Heritage Foundations releases 2012 Index of Economic Freedom

On Thursday, the Heritage Foundation and the Wall Street Journal released the 2012 Index of Economic Freedom, an annual report on economic freedom across the globe that measures interventionist government policies and ranks countries accordingly.

Ed Feulner, president of the Heritage Foundation, gives us an idea of what we’ll find in this year’s report, and it’s not pretty:

As Friedrich A. Hayek foresaw decades ago, “The guiding principle in any attempt to create a world of free men must be this: a policy of freedom for the individual is the only truly progressive policy.” Thus, the battle of ideas must also be a battle for the meaning of the very words with which we debate. Is it “progressive” to utilize the coercive power of the state to redistribute and level incomes within a society? Is it “liberal” to build a massive state apparatus to regulate conditions of employment, usage of energy, and access to capital? The answers to such questions will determine how we live as individuals in the 21st century.

The 2012 Index of Economic Freedom documents a global economy that is engaged in this evolving battle between the forces of government and free markets. Today’s troubles have been neither accidental nor inevitable. The problems we face are the outcomes of politically driven and economically self-defeating policy decisions that have turned an economic slowdown into an accelerating decline.

Unfortunately, the report shows that the United States has, once again, lost more economic freedoms as corruption, cronyism, government spending, and a poor monetary policy continue to drag us down.
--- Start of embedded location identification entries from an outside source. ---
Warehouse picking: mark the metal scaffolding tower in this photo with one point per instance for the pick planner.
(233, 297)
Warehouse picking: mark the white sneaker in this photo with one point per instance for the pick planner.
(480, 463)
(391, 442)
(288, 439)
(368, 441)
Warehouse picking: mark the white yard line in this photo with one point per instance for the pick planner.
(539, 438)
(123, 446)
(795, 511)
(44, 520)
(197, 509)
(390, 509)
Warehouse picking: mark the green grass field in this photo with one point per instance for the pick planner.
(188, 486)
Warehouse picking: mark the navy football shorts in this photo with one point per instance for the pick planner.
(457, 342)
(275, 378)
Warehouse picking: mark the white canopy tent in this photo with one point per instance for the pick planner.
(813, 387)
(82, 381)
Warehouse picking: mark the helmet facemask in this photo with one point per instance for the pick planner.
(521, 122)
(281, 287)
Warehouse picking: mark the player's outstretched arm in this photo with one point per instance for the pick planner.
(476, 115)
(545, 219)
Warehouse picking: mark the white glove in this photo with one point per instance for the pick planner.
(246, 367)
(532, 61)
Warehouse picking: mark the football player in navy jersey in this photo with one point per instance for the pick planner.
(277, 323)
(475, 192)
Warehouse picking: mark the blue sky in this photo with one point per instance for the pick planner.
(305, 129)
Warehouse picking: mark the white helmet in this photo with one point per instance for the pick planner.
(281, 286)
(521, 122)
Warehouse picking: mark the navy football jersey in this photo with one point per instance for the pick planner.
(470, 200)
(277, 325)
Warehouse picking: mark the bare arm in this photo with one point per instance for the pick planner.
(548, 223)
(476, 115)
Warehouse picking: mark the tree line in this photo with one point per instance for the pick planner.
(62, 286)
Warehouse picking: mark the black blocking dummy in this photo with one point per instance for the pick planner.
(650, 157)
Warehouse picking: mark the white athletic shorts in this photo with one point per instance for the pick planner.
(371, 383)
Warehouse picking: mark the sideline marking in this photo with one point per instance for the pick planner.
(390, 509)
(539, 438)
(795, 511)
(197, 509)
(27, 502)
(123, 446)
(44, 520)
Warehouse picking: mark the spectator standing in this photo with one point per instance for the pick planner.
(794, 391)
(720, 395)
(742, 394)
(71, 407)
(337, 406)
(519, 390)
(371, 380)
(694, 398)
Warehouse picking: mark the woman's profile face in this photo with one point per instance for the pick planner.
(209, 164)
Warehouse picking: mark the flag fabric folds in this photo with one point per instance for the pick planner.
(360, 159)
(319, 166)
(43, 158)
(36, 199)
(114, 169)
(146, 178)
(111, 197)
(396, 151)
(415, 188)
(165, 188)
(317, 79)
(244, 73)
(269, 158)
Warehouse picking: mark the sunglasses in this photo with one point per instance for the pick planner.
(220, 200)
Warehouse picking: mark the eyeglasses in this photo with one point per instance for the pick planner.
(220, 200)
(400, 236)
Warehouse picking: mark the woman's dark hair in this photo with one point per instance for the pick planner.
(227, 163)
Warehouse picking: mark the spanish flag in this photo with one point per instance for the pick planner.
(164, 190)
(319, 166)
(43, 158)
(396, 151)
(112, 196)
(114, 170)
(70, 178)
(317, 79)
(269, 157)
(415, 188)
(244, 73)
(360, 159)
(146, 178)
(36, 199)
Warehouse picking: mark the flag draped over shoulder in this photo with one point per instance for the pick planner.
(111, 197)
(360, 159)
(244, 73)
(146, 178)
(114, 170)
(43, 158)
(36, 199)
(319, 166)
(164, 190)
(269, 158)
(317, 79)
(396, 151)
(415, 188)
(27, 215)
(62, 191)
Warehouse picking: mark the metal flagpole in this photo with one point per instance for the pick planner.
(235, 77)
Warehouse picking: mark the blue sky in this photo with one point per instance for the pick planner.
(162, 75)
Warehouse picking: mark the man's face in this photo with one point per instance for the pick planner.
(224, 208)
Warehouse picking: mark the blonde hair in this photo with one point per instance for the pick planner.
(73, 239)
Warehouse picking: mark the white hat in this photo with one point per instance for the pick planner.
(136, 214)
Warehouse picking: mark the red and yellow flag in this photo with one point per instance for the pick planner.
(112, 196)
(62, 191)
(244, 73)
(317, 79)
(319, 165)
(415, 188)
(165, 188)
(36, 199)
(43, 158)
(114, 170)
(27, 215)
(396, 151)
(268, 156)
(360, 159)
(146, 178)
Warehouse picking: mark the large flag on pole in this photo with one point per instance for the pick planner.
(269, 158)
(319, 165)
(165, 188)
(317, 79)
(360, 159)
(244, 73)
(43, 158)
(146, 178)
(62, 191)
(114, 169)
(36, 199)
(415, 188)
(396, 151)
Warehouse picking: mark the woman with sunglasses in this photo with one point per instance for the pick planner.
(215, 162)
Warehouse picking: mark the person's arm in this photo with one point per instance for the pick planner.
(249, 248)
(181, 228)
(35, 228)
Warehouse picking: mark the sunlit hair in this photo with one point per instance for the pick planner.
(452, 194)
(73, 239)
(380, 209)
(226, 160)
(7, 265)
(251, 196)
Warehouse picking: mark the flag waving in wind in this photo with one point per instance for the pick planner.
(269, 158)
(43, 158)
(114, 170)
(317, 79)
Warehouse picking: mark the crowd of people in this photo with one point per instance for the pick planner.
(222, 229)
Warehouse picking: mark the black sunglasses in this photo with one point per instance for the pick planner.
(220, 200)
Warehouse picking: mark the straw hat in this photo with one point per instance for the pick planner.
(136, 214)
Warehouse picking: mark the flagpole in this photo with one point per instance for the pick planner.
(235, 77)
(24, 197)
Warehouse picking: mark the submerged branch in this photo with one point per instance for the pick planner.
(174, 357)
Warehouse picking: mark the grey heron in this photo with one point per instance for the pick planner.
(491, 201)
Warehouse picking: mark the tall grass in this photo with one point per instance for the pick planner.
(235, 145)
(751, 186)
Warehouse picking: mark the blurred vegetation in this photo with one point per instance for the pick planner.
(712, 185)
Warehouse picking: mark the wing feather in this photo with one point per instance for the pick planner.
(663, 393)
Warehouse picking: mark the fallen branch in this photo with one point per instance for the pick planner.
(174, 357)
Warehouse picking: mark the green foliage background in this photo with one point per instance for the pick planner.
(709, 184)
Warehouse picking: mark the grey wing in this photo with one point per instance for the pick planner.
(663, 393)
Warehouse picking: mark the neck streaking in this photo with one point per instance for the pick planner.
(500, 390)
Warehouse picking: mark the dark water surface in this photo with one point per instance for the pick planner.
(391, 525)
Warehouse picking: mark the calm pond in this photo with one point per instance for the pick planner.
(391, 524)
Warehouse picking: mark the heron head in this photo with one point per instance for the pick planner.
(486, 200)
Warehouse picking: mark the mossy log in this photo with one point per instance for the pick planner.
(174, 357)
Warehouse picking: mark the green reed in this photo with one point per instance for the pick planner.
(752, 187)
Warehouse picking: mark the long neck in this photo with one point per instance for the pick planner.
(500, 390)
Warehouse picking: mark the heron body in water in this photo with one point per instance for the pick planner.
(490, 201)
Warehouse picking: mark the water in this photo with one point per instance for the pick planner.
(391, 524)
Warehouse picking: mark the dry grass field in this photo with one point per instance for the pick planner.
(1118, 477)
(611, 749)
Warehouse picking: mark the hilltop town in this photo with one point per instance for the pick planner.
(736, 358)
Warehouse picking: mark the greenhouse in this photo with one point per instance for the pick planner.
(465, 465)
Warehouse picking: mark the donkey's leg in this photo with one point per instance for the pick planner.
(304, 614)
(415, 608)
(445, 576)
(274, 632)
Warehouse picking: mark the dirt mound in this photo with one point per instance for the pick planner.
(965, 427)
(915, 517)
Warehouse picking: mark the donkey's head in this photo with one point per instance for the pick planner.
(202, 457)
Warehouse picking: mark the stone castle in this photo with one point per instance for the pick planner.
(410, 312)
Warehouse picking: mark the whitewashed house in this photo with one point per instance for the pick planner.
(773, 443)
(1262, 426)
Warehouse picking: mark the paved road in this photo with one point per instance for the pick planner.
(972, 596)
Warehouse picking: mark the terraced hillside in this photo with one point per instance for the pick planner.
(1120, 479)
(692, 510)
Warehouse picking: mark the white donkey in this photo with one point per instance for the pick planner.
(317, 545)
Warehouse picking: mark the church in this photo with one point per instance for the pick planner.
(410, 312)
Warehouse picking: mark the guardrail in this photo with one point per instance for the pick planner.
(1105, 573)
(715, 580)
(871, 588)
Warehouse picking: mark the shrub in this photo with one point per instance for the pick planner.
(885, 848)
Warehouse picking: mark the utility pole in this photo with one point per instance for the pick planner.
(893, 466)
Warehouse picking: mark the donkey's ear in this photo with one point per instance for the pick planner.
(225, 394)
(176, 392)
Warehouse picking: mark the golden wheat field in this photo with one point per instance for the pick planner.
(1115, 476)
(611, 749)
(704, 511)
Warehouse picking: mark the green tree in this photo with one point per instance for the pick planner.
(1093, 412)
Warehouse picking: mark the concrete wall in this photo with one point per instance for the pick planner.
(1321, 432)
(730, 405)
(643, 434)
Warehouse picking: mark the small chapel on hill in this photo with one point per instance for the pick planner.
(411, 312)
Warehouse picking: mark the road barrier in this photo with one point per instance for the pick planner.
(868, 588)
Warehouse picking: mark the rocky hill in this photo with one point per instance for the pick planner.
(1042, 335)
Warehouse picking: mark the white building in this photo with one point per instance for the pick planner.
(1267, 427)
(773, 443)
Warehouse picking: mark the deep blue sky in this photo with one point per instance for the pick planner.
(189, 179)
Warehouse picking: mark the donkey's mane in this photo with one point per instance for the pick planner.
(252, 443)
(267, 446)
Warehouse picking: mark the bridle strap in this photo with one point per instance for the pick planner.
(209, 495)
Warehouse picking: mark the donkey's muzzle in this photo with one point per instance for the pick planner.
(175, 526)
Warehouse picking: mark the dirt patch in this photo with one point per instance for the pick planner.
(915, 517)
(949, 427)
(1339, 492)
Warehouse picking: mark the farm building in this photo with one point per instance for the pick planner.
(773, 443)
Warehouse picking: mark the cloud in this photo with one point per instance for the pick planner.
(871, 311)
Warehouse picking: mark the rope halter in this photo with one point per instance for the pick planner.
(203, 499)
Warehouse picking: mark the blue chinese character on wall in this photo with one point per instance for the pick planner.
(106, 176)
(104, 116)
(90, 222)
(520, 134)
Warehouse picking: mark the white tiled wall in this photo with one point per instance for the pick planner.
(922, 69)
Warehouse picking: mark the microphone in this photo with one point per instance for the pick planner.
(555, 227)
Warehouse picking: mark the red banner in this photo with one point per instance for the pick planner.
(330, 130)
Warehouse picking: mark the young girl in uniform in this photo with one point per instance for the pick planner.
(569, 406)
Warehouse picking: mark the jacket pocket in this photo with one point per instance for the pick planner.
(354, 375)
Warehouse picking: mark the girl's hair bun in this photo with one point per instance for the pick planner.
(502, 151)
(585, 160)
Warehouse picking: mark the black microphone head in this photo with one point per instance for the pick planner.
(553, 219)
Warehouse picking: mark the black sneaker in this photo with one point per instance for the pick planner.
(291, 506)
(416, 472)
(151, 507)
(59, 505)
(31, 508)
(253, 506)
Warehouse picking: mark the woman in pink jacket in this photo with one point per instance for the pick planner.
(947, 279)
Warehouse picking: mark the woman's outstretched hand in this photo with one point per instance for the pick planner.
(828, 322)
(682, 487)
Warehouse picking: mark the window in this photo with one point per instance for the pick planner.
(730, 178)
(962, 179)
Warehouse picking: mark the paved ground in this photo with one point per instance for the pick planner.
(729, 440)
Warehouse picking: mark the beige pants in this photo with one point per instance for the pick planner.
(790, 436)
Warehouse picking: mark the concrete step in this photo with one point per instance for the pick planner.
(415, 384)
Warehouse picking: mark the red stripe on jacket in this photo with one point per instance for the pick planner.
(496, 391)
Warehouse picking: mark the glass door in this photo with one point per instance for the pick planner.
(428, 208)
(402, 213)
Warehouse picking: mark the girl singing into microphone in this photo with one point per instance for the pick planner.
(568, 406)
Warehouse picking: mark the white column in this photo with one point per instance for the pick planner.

While we are still ranked as “mostly free,” we can no longer say our economy is the ambition of the world.

Hong Kong and Singapore hold the top two spots once again, but here are the 10 ten freeiest economies in the world:

  1. Hong Kong
  2. Singapore
  3. Australia
  4. New Zealand
  5. Switzerland
  6. Canada
  7. Chile
  8. Mauritius
  9. Ireland
  10. United States

As you can see, we have a long way to go to restore our economy to the envy of the world. Sadly, we aren’t on a track to do that anytime soon as many in Washington seem determined to venture down failed path that so many others have tried.